In a Bind: Arbitration gives officers a method of fighting termination, but what recourse does the public have when they're rehired? | Pittsburgh City Paper

In a Bind: Arbitration gives officers a method of fighting termination, but what recourse does the public have when they're rehired?

"By the time the process is over, no one is disciplined unless they're sitting in jail."

Illustration by Pat Lewis
Illustration by Pat Lewis

In June 2008, after downing six drinks as part of his wife's birthday celebration on the South Side, Paul Abel was accused of accidentally shooting a 20-year-old man he was trying to pistol-whip.

In December 2009, Eugene Hlavac was accused of slapping his ex-girlfriend (and his son's mother) so hard that he dislocated her jaw.

And in November 2010, Garrett Brown was accused of running two delivery-truck drivers off the road in a fit of rage — an allegation similar to those made against Brown in at least one other late-night traffic encounter.

Each of these men, who were all Pittsburgh Police officers at the time of the incidents, shares a common experience: They all were fired, charged criminally, cleared of those charges ... and then got their jobs back through arbitration.

And they're not alone. Nine officers were fired by the city between 2009 and 2013, but five of those terminations were overturned by an arbitrator, according to Pittsburgh Public Safety Director Mike Huss. (In all, says Huss, the city filed 269 disciplinary-action reports in that period, 33 of which involved suspensions.) In the cases where terminations were appealed by the police union through arbitration, officers got their jobs back close to 70 percent of the time, according to figures provided by Huss.

"We have seen egregious misconduct," says Vic Walczak, the Pennsylvania American Civil Liberties Union's legal director. "By the time the process is over, no one is disciplined unless they're sitting in jail."

Since public-safety unions can't strike, arbitration plays a central role in settling disputes with management. Under the city's contract with the Fraternal Order of Police (the police union), officers have the right to appeal discipline imposed by the city through an arbitration process. A panel, usually comprised of one representative each from the city, the union and a third "neutral" arbitrator, decides whether the city's decision was justified.

Police unions are successful in overturning about 62 percent of disciplinary decisions nationwide, according to Will Aitchison, director of Labor Relations Information System, an organization that tracks trends in public-sector unions and holds police discipline seminars.

But if the neutral arbitrator is indeed neutral, why do police unions have so much success reversing terminations? There's no simple answer to that question, and it divides city and union officials.

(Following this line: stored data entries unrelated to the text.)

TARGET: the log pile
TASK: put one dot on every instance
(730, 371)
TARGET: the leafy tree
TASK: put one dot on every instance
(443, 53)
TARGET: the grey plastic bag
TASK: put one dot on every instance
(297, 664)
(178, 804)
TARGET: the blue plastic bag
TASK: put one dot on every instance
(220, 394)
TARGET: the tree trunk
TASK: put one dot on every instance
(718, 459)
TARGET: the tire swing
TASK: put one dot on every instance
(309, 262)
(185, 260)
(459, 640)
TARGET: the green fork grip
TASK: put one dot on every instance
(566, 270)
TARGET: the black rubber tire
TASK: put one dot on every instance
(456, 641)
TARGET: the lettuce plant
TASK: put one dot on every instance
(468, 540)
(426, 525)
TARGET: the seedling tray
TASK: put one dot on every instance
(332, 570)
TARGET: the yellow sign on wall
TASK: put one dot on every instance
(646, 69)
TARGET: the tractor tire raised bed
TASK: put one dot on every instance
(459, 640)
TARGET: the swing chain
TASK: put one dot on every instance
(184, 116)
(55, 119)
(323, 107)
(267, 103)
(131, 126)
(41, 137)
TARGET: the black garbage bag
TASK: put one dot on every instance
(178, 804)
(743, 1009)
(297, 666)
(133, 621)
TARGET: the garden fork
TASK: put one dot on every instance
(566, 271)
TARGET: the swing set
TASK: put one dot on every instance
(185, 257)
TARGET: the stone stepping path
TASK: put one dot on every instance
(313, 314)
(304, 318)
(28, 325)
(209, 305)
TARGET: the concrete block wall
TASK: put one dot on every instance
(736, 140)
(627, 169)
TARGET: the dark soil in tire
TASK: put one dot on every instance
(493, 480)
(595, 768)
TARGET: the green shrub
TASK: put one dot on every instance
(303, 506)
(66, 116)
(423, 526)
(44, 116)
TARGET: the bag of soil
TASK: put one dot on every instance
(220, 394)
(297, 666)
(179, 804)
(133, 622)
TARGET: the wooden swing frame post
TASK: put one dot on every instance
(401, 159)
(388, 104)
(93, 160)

Is it because police unions cherry-pick their cases, only appealing terminations for disciplinary issues that clearly warrant some lesser punishment? Or do arbitrators skew their findings in hopes that favorable rulings will encourage the union to challenge decisions more often? Such questions are hard to resolve, in part because the opinions arbitrators write to justify their findings are not considered public under state law. And that, some experts suggest, both undermines public confidence in the police force and helps keep troubled officers on the streets.